Acting instead of reacting is a very powerful mindset change that can have a big impact on your day-to-day work. Instead of being mostly an observer and justdoing something when something happens, leaders flip the ratio of reacting vs. acting. Acting instead of reacting is a concept that applies to many other fields than leadership too, for example product management where it flips the coin from customer request management to real product management. Obviously that ration shouldn’t be infinity, reacting to external triggers is perfectly fine and often required but there should be consciousness about when to react and when to ignore.

When acting you have to be clear about what you want though - being confident and having a feeling of solidity. How you get to the what depends on your problem solving skills, mental models in general and experience and technical knowledge in certain fields. But no matter how much technical information you have available, the difficulty is to map this information into something you want. Whenever I have difficulties here I think What would the person I want to be, want?

Why? Most situations, you need to act as leader in, change is required. Be it a meeting that drifts from it’s agenda while it shouldn’t, to trusting somebody with more freedom. If you don’t know what you want, if you don’t know the goals you want to reach with your behaviour you don’t have a solid basis to ground leadership in. Different words for this may be having a vision and strategy, knowing where to go in the particular area you want to change something in.

This seems rational and obvious but it took me a while to really figure it out and push it that far, that it affects my day-to-day work.

This solid basis is crucial for driving change, as soon as you’re taking what you want and start doing something to achieve that, you’re leading. In most cases other humans will be involved so the success of the change taking effect depends on the way it’s communicated and pushed. 

Introducing change, without a solid basis in my head, almost always failed when there was headwind meaning the thickness of the mental basis and your introduction obviously depend on the magnitude of the change.


Communicate effectively.

Being aware of how good communication works, techniques of persuasion and systems of change introduction become necessary skills when leading. For a leader it’s crucial to be able to think from another person’s view in order to drive change more effectively. Thinking of Hanlon’s razor saying Never attribute to malice that which is adequately explained by stupidity., emotional stability and consistency become required characteristics of a leader.
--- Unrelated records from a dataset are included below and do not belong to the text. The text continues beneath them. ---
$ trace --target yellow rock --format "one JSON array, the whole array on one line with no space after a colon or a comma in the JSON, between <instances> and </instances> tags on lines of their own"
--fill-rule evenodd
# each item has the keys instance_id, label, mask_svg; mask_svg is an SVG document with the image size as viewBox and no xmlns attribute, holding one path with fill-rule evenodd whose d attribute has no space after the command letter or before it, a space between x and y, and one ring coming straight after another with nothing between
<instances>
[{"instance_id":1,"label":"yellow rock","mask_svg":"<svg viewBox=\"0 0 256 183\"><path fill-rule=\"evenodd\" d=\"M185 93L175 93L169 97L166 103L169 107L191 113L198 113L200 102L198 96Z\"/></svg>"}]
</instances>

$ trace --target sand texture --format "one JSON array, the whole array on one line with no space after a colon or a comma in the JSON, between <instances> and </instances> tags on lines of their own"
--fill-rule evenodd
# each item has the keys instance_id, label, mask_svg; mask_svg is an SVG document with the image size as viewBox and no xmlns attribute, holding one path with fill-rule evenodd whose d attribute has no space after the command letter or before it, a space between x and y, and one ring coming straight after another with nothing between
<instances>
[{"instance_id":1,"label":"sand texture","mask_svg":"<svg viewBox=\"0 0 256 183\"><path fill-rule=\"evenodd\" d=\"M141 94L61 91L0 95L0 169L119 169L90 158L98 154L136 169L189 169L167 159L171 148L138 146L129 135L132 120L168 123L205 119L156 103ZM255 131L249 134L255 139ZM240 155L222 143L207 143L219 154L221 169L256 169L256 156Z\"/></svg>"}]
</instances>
Leaders that know what they want and do something to get there but are lacking emotional stability and intelligence can destabilize parts of an organization.


Do things, focus on value creation.

Knowing what you want transitions into doing here. Really doing things end-to-end is hard, it requires yourself to spend energy. 

If I don’t feel that I have to spend (a lot of) energy to change something I know I am not doing any change. Describing it differently is that the consistency between what you say and what actually happens, called accountability, is an extremely important human trait and leadership skill. As soon as I started to think of accountability when trying to introduce a change, I quickly realized that I have to reduce work in progress a lot, focus on the critical things and driving these forward as much as possible and appropriate until done end-to-end.

Because you may think of it, the concept of extreme ownership is, in my opinion, a good way of framing leadership, but, if endorsed in an organization, can also hinder leadership because if there is no culture of safe failure, giving all the credit and taking all the responsibility might be intimidating. When having to decide between leadership or silence that latter may be chosen more often.

An organizational culture that encourages leadership is a big cumulative advantage to the sum that makes a great organization. Building a non-buzzworddriven organizational culture that really makes a difference as measured by the impact on day-to-day work requires a lot of leadership from many people - maintaining it even more and from all people in an organization.


To conclude, leadership is human behaviour that should to be developed by everybody, but it seems that when many people work, or simply come together, and the feeling of personal ownership and responsibility vanishes under the umbrella of anonymity, a special word, leadership, is required to change people. The call to action of this blog post is to get rid of the virtual barrier, that leadership is reserved to management, to start actingknowing what you wantand start doing something. It will be hard but also pay off.